Technology has created "windows on the world" offering the chance to understand how others live across the globe, the Queen said on Sunday.
In her Commonwealth Day message, the Queen said there was a range of opportunities to enter into the experience of people in communities "far removed" from our own.
These "windows on the world" showed us that in spite of different circumstances and surroundings, there was a "great deal" held in common because of our shared human experience, the Queen added.
"Our circumstances and surroundings may vary enormously, for example in the food we eat and the clothes we wear, but we share one humanity, and this draws us all together," she said.

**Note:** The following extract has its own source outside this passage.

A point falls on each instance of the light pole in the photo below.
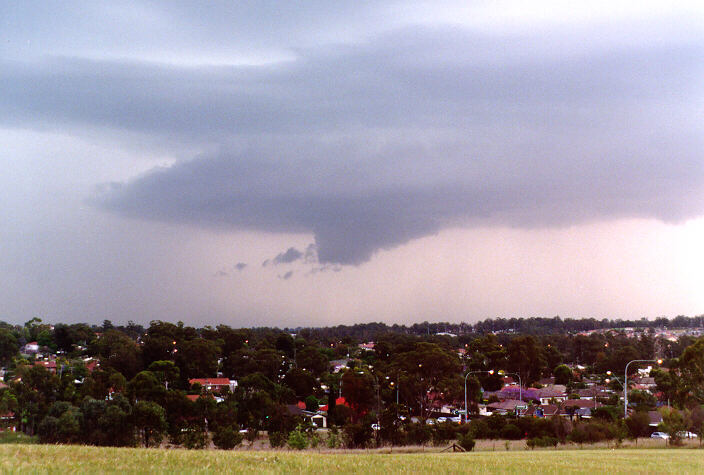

"The joys of celebration and sympathy of sadness may be expressed differently but they are felt in the same way the world over."
The Queen, who is head of the Commonwealth, added that the "creative genius" of artists helped express both the range of different cultures and a shared humanity.
The Queen was speaking as she prepared to mark Commonwealth Day with the Duke of Edinburgh, the Prince of Wales, the Duchess of Cornwall and the Countess of Wessex at a special event in Westminster Abbey attended by more than 1,000 children from schools and youth groups.
The observance will be attended by South African jazz trumpeter Hugh Masekela, Canadian singer-songwriter Rufus Wainwright and award-winning Nigerian writer Chimamanda Ngozi Adichie.
Scots Makar, or national poet, Liz Lochhead will read a poem commissioned for the event.
The Commonwealth theme this year Connecting Cultures marks the Queen's Diamond Jubilee with a digital history project run by the Royal Commonwealth Society, the Jubilee Time Capsule (JTC) collecting memories from across the globe.
So far 28,000 entries have been received from people in 49 countries, with the capsule due to be sealed later in the year and presented to the Queen.
The Commonwealth was first set up in 1949 with eight member countries. By last year, it had 54 members covering a population of nearly two billion.